16Jul How We Built an iPhone App for $4873.92
So last year I read Guy Kawasaki’s The Art of the Start, inspiring, then I started reading his blog, and then he published “By the Numbers: How I built a Web 2.0, User-Generated Content, Citizen Journalism, Long-Tail, Social Media Site for $12,107.09” and I was like whoa, that is useful information.
But it turns out that if you do your own development work, you can launch an iPhone app for even less. Here’s what we spent:
Development costs
- $99/year - The Apple iPhone Developer Program fee. I believe this is referred to as a “bozo filter.”
- $297.98 - Emergency RAM. For a while we had to parse a 12gb XML file. Every day. Louis got 8 more gigs for his Mac Pro overnighted out.
- $3000 (approximate) - Apple World Wide Developer Conference and travel: This is a biggie. It included airfare for Louis from the east coast to San Francisco and then from SF to LA, where I live - we took the opportunity to hang out for a week and work on the app hardcore.
Design assets
- $130 - The app icon: we knew we’d need a 57×57 pixel icon for the iPhone, but we also wanted a vector version as a general art asset. We posted a $65 assignment to Pixish and ended up with five icons to choose from, one of which was a clear winner. We paid $65 again for refinements to the icon.
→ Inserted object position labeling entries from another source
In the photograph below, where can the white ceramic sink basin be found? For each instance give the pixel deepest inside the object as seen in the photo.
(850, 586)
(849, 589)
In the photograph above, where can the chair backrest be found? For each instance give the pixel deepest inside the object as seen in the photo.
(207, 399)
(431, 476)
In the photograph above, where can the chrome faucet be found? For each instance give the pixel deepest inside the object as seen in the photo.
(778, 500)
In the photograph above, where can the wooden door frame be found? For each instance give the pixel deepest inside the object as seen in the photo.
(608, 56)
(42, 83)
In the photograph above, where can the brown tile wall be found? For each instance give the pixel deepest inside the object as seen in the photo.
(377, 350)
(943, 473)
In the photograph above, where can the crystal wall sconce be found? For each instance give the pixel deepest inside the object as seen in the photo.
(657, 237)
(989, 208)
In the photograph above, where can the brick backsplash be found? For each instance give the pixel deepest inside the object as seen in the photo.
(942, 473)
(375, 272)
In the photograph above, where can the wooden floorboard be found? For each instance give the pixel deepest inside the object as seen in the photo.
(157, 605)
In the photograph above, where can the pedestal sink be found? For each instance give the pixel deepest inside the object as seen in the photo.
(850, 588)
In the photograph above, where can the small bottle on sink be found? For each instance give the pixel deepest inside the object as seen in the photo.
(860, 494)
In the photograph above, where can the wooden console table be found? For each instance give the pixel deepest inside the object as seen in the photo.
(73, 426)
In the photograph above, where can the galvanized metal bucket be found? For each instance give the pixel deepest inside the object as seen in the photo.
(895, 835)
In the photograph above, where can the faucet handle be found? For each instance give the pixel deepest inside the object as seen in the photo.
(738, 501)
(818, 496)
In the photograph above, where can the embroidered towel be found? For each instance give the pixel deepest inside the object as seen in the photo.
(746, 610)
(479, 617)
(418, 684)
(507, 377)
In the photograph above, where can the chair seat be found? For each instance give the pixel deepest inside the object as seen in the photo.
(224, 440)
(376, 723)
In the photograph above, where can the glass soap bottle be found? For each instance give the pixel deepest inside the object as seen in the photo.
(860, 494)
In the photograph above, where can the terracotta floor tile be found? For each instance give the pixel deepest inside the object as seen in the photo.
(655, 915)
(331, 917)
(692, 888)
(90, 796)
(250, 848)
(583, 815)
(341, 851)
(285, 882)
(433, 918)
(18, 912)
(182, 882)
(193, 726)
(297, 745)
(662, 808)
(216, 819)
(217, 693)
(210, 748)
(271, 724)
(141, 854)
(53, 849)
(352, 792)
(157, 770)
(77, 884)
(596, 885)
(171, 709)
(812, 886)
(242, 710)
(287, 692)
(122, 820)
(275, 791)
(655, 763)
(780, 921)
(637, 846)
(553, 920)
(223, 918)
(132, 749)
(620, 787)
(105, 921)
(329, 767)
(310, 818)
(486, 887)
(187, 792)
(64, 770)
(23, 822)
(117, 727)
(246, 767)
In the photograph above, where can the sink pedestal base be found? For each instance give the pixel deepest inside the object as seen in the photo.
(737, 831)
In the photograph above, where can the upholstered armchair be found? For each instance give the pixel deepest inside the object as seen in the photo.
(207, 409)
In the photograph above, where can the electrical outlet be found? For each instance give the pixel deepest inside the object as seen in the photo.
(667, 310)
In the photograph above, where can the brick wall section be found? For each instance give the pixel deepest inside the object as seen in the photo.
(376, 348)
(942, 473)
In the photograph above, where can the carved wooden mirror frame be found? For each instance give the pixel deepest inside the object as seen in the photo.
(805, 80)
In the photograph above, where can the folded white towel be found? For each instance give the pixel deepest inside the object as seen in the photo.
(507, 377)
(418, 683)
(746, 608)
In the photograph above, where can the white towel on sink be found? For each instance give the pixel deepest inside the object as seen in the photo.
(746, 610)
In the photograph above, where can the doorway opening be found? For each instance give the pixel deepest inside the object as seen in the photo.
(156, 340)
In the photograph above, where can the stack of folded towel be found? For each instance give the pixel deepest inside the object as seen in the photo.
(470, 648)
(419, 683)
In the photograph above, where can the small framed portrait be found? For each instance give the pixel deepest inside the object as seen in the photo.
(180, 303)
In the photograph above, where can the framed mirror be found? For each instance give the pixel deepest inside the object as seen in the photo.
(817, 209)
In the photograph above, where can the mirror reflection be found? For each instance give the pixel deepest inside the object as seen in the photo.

- $600 - Category icons: We needed 28 custom icons to represent store categories. We looked at royalty-free ecommerce icon sets from Stockicons.com and others - the problem was, many of our shopping categories weren’t represented, so custom was the way to go.
Deployment costs
- $340/year - Joyent Connector: We prepaid for a year of service. Our server is extremely important to the app and Joyent is solid.
- $120/year - DreamHost: We use DreamHost for a bunch of miscellaneous services, and this also included our domain name.
This website
- $59 - RapidWeaver 4: Because I’m not a web designer I was looking for a tool with great theme support, and RapidWeaver is it. Awesome web design is expensive (or, as they say, priceless), mediocre web design is cheap, but because I knew we’d be updating the site on a regular basis I didn’t want to be going back to a freelancer every five minutes with little changes, so I decided to handle it myself.
- $19.95 - Silk theme: Silk is a beautiful theme for RapidWeaver, now nobody else use it! Seriously, with the tons of color controls, it was easy to make it look custom.
- $99.99 - ScreenFlow: Our screencast isn’t actually done yet, but I’ll be using ScreenFlow to make it. A great tool for a small niche.
- $108 - Blue Snowball mic: This was one of the times when the real world is awesome: I called up my local Guitar Center, they had a Snowball in stock, and I drove over there and picked it up. Seems like a great mic for the price - you can pay more, but why?
Grand total: $4873.92!
Things we didn’t spend money on
- Publicity: It seems like iPhone apps are getting noticed by virtue of eager users having fun with the App Store. We may actually do some advertising to get the word out in the near future, but not quite yet.
- Offices: Louis lives on the east coast and I’m on the west; we weren’t sure if that was going to work, but it totally does. There are some costs for travel, but on the upside we both work from home and don’t have to pay for office space, so it all balances out.
The main hidden cost
…was of course our time. We’ve been working on this for four months solid, which is a lot of hours. If those hours were billable, it would add up to a metric, uh, fun ton.
A final detail
We didn’t spend frivolously, but we didn’t not buy anything we needed, either. $4873.92 is a shoestring, but it’s not like there was a better string out there for more money, you know?